Figure 6. Environmental temperature correlates with circulating monocyte levels in humans

A) Peripheral blood was assayed for complete blood counts (CBC) with automated differentials for monocyte levels through a 12-month period and plotted as monthly averages. B) Monthly environmental temperature with mean high, average, and low temperatures reported for each month that peripheral blood was collected. C) Regression plot of average monthly cell numbers against average monthly temperature for monocytes. E) Regression plots for Neutrophils, Eosinophils, Basophils, and Lymphocytes numbers against average monthly temperature. Data in A and C are mean ± SEM, and represent a total cohort of n=15,516 patients, with approximately 1,200 measurements per month. Pearson linear regression analysis was performed to test correlations between monthly cell counts and environmental temperatures, p-values and R² are reported.

Figure 7. Impact of UCP1 deficiency on atherosclerosis and glucose tolerance in comparison to Thermoneutrality

A) Oil red O lipid staining of aortic sinus from the indicated mice following HFD treatment for 8 weeks at 22°C or 30°C housing, which quantification (right). B) Total body weight in mice after HFD. C) Ucp1^−/− Ldlr^−/− mice fed HFD for 12 weeks and were housed at 22°C or 30°C and assayed for plaque development. D) Glucose tolerance tests (GTT) were performed on 22°C or 30°C housed Ldlr^−/− and Apoe^−/− mice following 8 weeks HFD. E) Ucp1^−/− Ldlr^−/− and Ldlr^−/− mice fed HFD for 8 weeks and housed at 22°C were assayed by GTT. F) Ucp1^−/− Ldlr^−/− mice fed HFD were housed at 22°C or 30°C and assayed for GTT. All data are representative experiments, containing n≥5 animals per group and repeated in two or three independent times. Statistical analysis was performed by unpaired student T-test, * p≤0.05, **p≤0.01, ***p≤0.001.
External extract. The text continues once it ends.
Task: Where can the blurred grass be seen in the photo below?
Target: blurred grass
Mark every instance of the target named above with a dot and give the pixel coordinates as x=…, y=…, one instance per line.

Figure 8. UCP1-deficiency does not drive changes in monocyte distribution following thermoneutral challenge

WT or UCP1^−/− mice housed at 22°C ambient temperature were assayed for blood monocyte numbers (A) or biodistribution of ⁶⁴Cu-DOTA-ECL1i probe (B). C) Ldlr^−/− or UCP1^−/− Ldlr^−/− mice were housed at 22°C ambient temperature on HFD for 8 weeks, and assayed for blood leukocyte numbers. D) Ldlr^−/− or Ucp1^−/− Ldlr^−/− mice housed at 22°C and fed HFD were assayed for ⁶⁴Cu-DOTA-ECL1i biodistribution. A, C) are representative experiments n≥5 animals per group and repeated two independent times. B, D) Data are 5–8 animals combined per group. Statistical analysis was performed by unpaired student T-test, * p≤0.05, **p≤0.01, ***p≤0.001, ****p≤0.0001.